SNMP Tools and Monitoring Systems
Tip
Swarm supports SNMP version 2.
Any standard SNMP query tool and monitoring system can be used to interact with Swarm. The examples in this section use the open source Net-SNMP (formerly UCD-SNMP) package available for UNIX and Microsoft Windows platforms. Install the Swarm MIB definition file before using most tools and monitoring packages. Follow the instructions included with the tool or package for more information.
Open Source Tools
The following tools can be useful to monitor and manage Swarm. DataCore does not endorse the applicability nor the fitness of these products when used within any environment.
Net-SNMP (net-snmp.sourceforge.net). Provides command-line tools for UNIX and Windows environments to send and receive SNMP requests.
Nagios (nagios.org). Provides web-based monitoring system for UNIX environments for monitoring systems and sending alerts through email and pager.
Zenoss (zenoss.com).
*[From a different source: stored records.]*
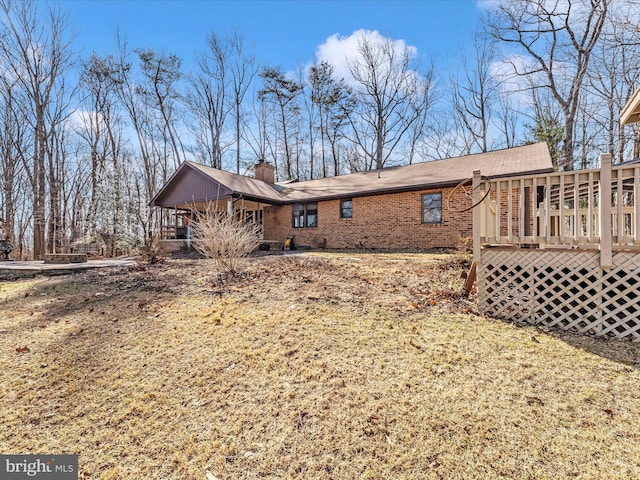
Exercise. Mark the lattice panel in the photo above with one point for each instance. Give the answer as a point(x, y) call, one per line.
point(566, 290)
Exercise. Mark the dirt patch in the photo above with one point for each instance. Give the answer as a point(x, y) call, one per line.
point(335, 366)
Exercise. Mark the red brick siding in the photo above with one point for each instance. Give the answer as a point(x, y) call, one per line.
point(392, 221)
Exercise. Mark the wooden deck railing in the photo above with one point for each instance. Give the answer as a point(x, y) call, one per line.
point(561, 210)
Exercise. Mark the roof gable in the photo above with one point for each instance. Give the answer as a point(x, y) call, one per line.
point(189, 185)
point(196, 183)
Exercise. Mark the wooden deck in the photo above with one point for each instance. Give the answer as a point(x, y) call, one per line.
point(562, 250)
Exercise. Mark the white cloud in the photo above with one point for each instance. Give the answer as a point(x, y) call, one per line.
point(340, 50)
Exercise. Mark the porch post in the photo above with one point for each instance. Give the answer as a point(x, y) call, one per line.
point(477, 257)
point(606, 254)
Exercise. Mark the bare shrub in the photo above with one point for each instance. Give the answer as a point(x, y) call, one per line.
point(225, 239)
point(152, 251)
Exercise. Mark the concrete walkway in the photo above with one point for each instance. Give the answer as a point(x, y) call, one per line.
point(10, 270)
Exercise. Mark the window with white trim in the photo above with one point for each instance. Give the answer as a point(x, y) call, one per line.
point(432, 208)
point(305, 215)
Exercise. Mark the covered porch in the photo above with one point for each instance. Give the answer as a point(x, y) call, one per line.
point(195, 189)
point(175, 223)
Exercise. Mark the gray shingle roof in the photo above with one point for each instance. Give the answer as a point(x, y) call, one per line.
point(528, 159)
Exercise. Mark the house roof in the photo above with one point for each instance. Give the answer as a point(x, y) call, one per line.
point(630, 113)
point(528, 159)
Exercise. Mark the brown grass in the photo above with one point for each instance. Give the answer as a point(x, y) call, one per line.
point(341, 366)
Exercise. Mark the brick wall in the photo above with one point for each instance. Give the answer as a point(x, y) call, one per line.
point(391, 221)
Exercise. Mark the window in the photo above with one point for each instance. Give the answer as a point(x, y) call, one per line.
point(432, 208)
point(305, 215)
point(346, 208)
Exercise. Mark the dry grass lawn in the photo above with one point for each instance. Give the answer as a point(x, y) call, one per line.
point(342, 366)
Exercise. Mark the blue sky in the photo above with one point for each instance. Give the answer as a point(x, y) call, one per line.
point(285, 33)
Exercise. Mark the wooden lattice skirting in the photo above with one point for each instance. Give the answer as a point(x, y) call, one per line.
point(566, 290)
An SNMP-based system for IT monitoring and management.
SNMP Examples with Swarm
Complete the following to prepare to use the examples in this section:
Record the IP address of a storage cluster node. Record the SCSP Proxy if the cluster is not in the subnet.
The node's IP address is172.16.0.32
in the examples below.Run the command from the directory containing CARINGO-CASTOR-MIB.txt.
Copy CARINGO-CASTOR-MIB.txt from the root directory of the USB flash drive or distribution to a local directory.Record the following passwords:
See Defining Swarm Admins, Swarm Users, and Swarm Passwords.
Change in snmpwalk
The 7.2 release changed the snmpwalk of the whole CASTOR MIB to make it skip several large, detailed tables in SNMP groups to protect cluster performance. Administrators must upgrade from CSN v6.5 to update the CSN reporter.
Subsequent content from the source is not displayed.